Why is the cosine distance used to measure the similatiry between word embeddings?

https://datascience.stackexchange.com/questions/81169

13-12-2020
|

Pergunta

While computing the similarity between the words, cosine similarity or distance is computed on word vectors. Why aren't other distance metrics such as Euclidean distance suitable for this task.

Let us consider 2 vectors a and b.

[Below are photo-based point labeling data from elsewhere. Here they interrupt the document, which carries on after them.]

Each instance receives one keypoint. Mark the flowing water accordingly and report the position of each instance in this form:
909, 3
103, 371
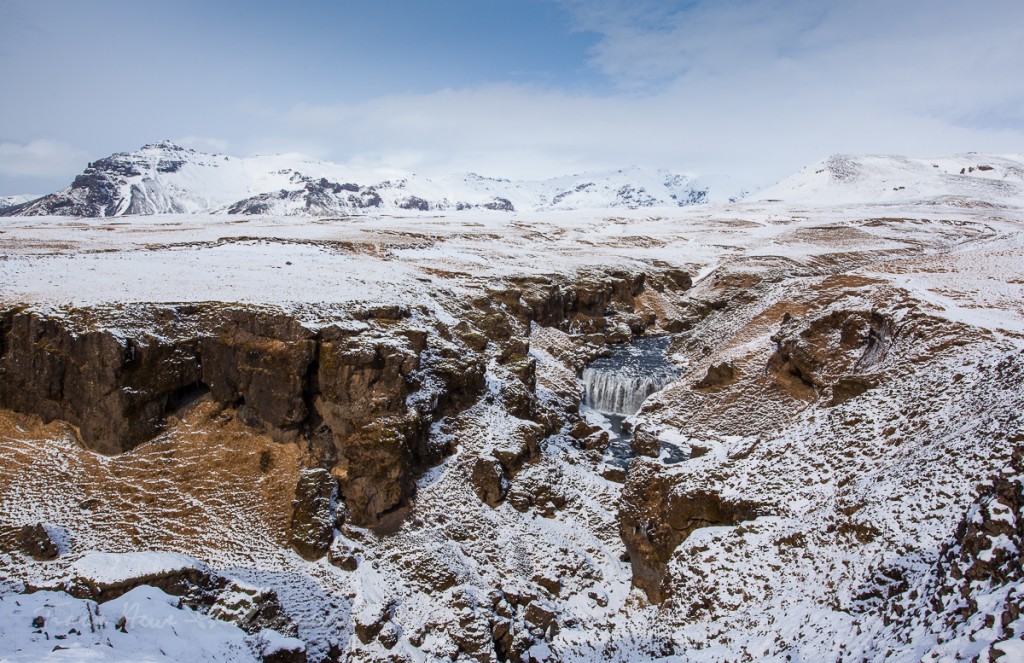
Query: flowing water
615, 386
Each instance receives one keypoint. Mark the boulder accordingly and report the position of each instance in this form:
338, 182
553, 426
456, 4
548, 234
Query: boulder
655, 515
311, 528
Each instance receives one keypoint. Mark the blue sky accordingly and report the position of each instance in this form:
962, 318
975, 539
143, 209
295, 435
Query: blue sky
522, 88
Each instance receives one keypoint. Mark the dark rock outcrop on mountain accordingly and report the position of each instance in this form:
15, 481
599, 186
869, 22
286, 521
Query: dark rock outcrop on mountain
312, 516
164, 177
834, 353
655, 516
358, 392
361, 400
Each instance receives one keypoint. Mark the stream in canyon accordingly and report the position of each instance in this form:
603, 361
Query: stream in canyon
615, 386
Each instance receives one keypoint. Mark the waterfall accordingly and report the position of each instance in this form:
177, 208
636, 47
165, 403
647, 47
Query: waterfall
620, 383
619, 391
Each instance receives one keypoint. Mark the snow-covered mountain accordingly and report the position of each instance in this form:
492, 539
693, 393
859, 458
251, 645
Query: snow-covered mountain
845, 179
11, 201
164, 177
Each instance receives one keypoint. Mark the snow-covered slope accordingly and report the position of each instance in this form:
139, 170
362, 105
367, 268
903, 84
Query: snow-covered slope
845, 179
164, 177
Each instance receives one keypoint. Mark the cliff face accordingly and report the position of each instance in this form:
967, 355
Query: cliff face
830, 474
359, 398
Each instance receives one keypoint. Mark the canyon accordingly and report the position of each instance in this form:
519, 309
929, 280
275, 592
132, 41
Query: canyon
387, 437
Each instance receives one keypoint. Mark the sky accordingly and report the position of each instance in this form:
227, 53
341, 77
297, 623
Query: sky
748, 90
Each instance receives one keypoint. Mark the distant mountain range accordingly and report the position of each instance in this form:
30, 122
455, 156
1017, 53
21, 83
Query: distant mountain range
844, 179
164, 177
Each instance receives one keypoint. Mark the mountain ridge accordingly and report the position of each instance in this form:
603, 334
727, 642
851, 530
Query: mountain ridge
165, 177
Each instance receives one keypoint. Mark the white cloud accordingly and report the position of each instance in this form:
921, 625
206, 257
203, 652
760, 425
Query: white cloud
754, 89
41, 158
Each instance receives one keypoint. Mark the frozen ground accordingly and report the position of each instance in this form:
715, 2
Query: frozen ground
861, 502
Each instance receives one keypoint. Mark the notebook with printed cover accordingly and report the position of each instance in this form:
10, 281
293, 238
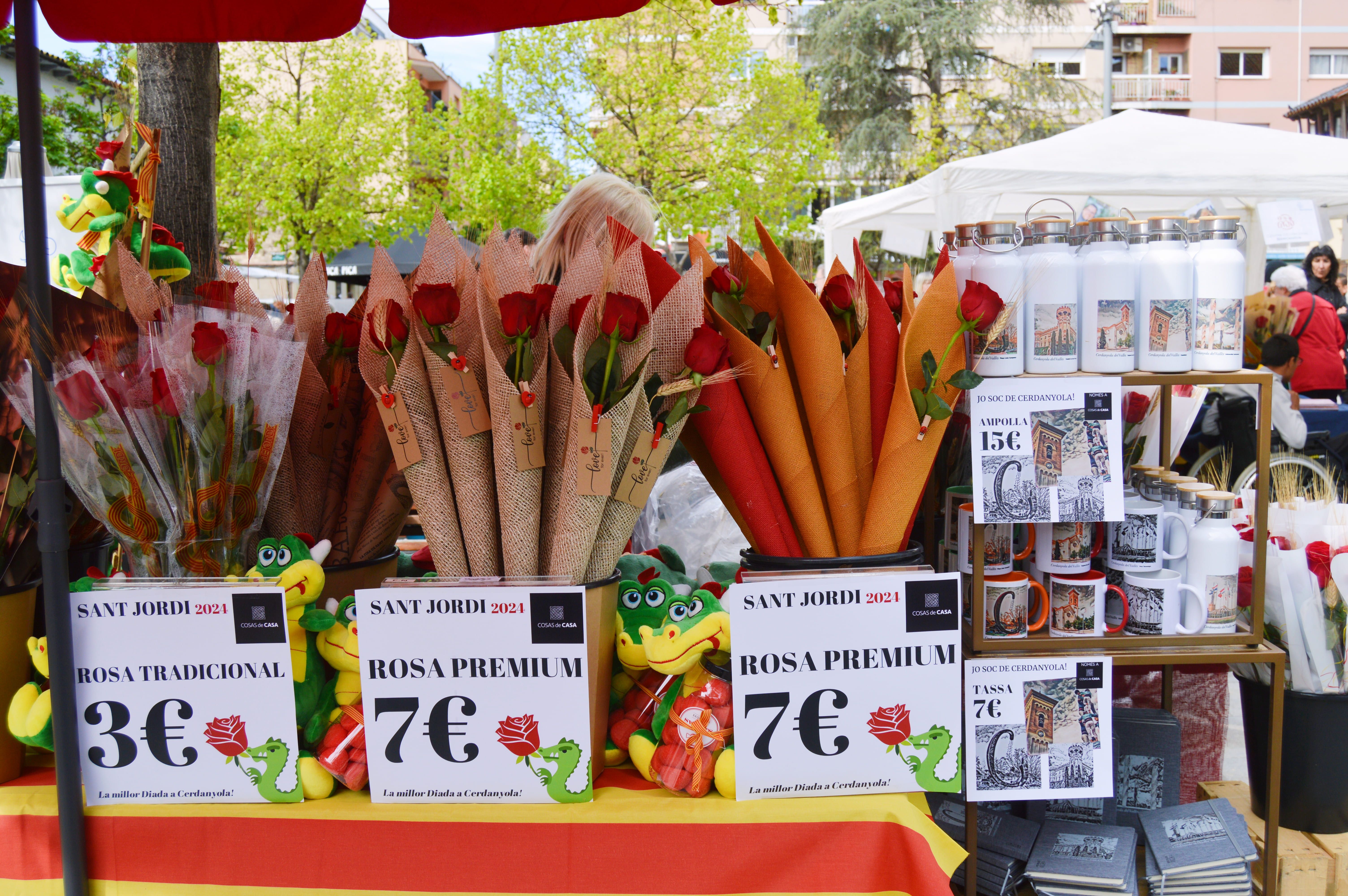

Where, a = [-1,2,-3] and b = [-3,6,-9], here b = 3*a, i.e, both the vectors have same direction but different magnitude. The cosine similarity between a and b is 1, indicating they are identical. While the euclidean distance between a and b is 7.48.

Does this mean the magnitude of the vectors is irrelevant for computing the similarity in the word vectors?

Solução

You're asking two questions here.

Does this mean the magnitude of the vectors is irrelevant?

Yes. Cosine distance is $ D_{cos} = \frac{A \cdot B}{\|A\|\|B\|} $, which just comes from the definition of inner product, $A \cdot B = \|A\|\|B\|\cos\theta$.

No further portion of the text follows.